Je peux pas, j'ai piscine

Chapitre 8 : Se méfier de l'eau qui dort

4325 mots, Catégorie: G

Dernière mise à jour 29/04/2022 12:32

Cette fanfiction participe au Défi d’écriture du forum Fanfictions .fr : Quelques gouttes d’OS dans l’océan - (mars avril 2022).



Chapitre 8 : Se méfier de l’eau qui dort



Il avait d’abord refusé de descendre avec le reste de l’équipage. Il fallait bien qu’un officier supérieur restât sur la passerelle. Il n’était pas fatigué (puisque les Vulcains ne se fatiguent pas comme les humains) et n’avait donc nul besoin de permission. Et, surtout, cette planète qui rendait réels paysages et situations imaginées par les visiteurs ne lui inspirait pas une bien grande confiance. De manière générale, ainsi que l’avait fait remarquer le docteur McCoy, tout ce qui échappait à son contrôle lui déplaisait.
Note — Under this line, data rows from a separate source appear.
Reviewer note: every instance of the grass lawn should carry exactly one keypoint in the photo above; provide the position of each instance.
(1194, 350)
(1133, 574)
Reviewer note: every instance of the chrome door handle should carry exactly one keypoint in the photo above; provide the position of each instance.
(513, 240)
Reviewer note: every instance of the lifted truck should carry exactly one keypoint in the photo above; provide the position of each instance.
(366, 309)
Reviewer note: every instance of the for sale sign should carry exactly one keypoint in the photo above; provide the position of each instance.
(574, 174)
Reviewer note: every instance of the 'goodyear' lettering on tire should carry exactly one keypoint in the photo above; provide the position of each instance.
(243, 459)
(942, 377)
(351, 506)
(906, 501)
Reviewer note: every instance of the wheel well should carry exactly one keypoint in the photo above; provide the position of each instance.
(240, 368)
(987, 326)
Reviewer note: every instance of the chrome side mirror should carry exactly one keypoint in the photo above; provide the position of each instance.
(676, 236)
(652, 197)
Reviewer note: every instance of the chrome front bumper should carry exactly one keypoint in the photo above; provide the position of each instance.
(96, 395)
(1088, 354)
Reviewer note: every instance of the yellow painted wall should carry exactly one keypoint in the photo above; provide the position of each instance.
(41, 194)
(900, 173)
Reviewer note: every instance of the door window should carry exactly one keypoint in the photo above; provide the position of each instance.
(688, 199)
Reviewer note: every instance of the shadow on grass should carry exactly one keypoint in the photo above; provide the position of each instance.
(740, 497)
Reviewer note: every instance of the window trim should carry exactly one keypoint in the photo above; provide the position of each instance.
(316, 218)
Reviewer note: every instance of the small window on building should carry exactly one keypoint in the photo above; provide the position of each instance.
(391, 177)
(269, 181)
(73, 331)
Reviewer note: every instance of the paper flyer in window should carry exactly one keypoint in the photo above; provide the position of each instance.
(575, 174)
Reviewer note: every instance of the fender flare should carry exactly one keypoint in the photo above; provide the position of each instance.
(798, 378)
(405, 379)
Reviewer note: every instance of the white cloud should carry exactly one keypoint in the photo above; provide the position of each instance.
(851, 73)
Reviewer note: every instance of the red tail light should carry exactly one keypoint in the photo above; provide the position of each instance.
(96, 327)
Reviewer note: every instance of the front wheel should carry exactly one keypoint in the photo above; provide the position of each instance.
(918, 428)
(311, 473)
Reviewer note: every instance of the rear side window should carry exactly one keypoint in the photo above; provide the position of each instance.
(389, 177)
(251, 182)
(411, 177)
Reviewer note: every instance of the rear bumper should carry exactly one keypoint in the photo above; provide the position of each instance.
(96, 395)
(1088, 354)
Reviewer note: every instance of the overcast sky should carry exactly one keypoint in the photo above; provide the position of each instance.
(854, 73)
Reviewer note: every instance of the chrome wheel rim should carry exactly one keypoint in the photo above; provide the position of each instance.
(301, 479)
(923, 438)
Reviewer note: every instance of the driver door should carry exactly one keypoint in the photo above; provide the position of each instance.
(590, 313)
L’idée qu’une planète entière dépende d’une faculté aussi peu fiable que l’imagination le mettait mal à l’aise. Nyota s’était employée à le rassurer en lui affirmant que l’équipage était déjà descendu ici sans lui, au début de leur première mission, et que tout s'était très bien passé. Ce à quoi Jim avait négligemment ajouté qu’en cas de problème, ils pourraient avoir besoin de l’unique personne à bord entièrement dépourvue d’imagination.

L’argument était spécieux, en plus de se fonder sur de fausses prémisses, car Spock, tout Vulcain qu’il fût, n’était pas dépourvu d’imagination. Il jugeait simplement préférable de ne jamais la laisser s’exprimer. Cependant, comme expliquer cette nuance aurait fait perdre du temps à ses coéquipiers, il s’était contenté d’acquiescer et de monter sur la plate-forme de téléportation, à côté d’une Nyota surprise et ravie de ce brusque revirement d’intention.

Le capitaine avait choisi comme décor une immense plage de sable fin bordée de palmiers et de fleurs exotiques qui répandaient alentour un parfum envoûtant. Le ciel, sans un nuage et d’un bleu intense, se reflétait dans l’océan, à perte de vue.

– Je sais, c’est un peu cliché, s’excusa Kirk, mais quand j’avais une douzaine d’années, j’ai passé des vacances inoubliables avec ma mère et mon frère sur une plage qui ressemblait beaucoup à celle-là, alors j’ai pensé que…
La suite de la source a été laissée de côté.